Chegamos aqui, com esses pesados rumores sobre a clonagem humana. Óbvio está que ficará difícil para os pesquisadores seguir em frente com essas obscuras idéias. Estas clonagens, como todos sabem, são artificiais. Nossa reprodução, ou seja, a reprodução humana, se dá através das células sexuais (os velhos e bons óvulos e espermatozóides). Na clonagem, esta experiência se utiliza de células somáticas, que são células responsáveis pela formação de órgãos, ossos e peles. Complicado.
Aquela ovelhinha, a Dolly, envelheceu precocemente e morreu. Dei uma pesquisada e descobri que a morte prematura do bicho foi devido ao telômero, que é a parte do cromossomo responsável pela divisão celular. Cientistas de todo o mundo passaram a pesquisar o telômero.
A explicação sobre as primícias experiências do russo Vladimir Demikhov tem a ver com curas de paraplégicos e até tetraplégicos. Entretanto, dói ver as imagens de dois cachorros unidos que viveram pouco tempo, mas, certamente angustiados, pois os cães têm memória e inteligência, o que certamente os maltratou, por não entenderem o porquê daquele dolorido estado de estar ligado a outro ser, impossibilitados de sua individualidade.
Não sou radical com relação a experiências com animais. Só acho que o homem, acometido de soberba fáustica, quer reinventar a vida e, quem sabe, sonham fazê-la eterna. Ha-ha-ha.

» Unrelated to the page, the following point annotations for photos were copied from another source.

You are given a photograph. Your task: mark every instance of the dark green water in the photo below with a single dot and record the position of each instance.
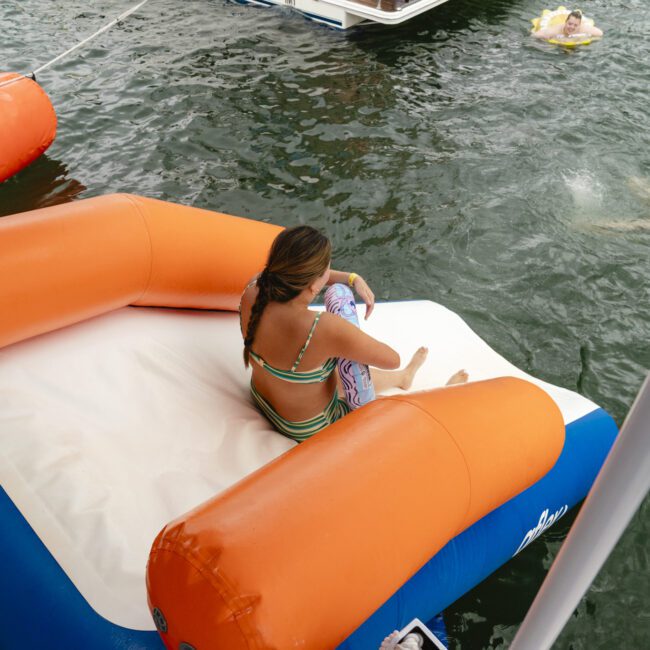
(451, 159)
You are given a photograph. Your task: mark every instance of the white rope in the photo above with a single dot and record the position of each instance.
(77, 46)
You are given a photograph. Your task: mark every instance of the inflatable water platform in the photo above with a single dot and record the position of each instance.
(146, 503)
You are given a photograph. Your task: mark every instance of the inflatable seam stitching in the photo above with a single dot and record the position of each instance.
(460, 451)
(218, 582)
(132, 200)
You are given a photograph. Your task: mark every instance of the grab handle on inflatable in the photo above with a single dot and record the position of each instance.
(355, 376)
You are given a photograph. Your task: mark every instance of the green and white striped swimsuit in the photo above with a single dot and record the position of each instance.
(303, 429)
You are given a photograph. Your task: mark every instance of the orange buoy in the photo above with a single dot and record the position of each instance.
(27, 123)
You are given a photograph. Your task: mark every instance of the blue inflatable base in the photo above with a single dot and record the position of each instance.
(41, 608)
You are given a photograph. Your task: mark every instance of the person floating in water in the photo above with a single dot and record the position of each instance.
(293, 350)
(572, 27)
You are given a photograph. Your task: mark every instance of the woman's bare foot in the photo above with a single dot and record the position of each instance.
(459, 377)
(413, 366)
(390, 641)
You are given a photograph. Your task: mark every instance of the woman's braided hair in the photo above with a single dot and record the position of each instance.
(298, 257)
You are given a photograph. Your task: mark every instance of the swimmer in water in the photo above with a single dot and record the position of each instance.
(571, 28)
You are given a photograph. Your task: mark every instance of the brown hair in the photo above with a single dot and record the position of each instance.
(298, 257)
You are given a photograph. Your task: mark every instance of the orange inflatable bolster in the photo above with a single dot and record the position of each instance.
(300, 553)
(27, 123)
(66, 263)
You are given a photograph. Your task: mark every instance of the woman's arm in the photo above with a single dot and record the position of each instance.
(358, 283)
(347, 341)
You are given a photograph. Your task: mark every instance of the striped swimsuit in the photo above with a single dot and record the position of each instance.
(305, 428)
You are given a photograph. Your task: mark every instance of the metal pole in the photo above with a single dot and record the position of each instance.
(618, 491)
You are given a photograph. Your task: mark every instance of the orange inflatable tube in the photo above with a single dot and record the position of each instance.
(27, 123)
(300, 553)
(82, 259)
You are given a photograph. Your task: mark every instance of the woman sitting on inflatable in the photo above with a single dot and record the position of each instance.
(294, 350)
(573, 28)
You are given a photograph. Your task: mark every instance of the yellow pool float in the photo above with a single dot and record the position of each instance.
(558, 17)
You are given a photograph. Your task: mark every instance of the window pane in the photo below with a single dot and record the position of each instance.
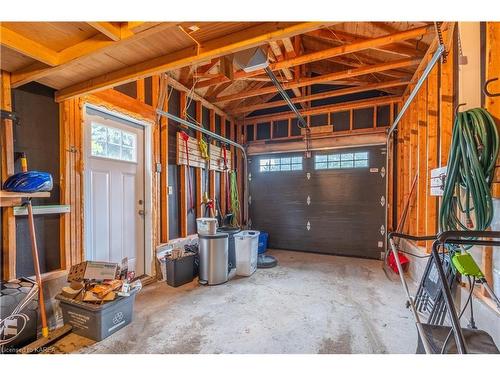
(334, 157)
(99, 132)
(128, 139)
(361, 163)
(361, 155)
(321, 165)
(128, 153)
(113, 151)
(98, 148)
(114, 136)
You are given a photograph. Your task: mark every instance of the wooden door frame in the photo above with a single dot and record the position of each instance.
(148, 180)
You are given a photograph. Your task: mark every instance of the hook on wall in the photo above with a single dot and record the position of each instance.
(458, 107)
(485, 88)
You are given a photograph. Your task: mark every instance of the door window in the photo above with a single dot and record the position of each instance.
(113, 143)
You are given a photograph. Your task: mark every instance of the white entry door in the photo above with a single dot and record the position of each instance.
(114, 190)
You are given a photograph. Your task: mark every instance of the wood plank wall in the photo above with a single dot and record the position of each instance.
(7, 154)
(423, 141)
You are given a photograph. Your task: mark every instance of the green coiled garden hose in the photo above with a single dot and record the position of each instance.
(471, 168)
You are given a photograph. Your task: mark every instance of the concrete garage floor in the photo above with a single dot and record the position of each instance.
(310, 303)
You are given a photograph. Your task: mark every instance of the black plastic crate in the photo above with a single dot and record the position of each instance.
(97, 321)
(180, 271)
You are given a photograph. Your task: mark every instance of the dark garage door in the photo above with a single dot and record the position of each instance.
(331, 203)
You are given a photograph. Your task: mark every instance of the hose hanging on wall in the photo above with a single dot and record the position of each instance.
(471, 167)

Como somos patéticos.
Religiosos, em sua maioria cristãos, posicionam-se contra a sandice da clonagem humana. Eu, sou contra porque sei e não sei bem por que eu sei, que isso jamais dará certo. Há algo mais que células somáticas e embriões na vida humana.
De qualquer forma, taí um artigo para pensar.
Meu sábado foi pro beleléu, eu que só queria escrever poemas.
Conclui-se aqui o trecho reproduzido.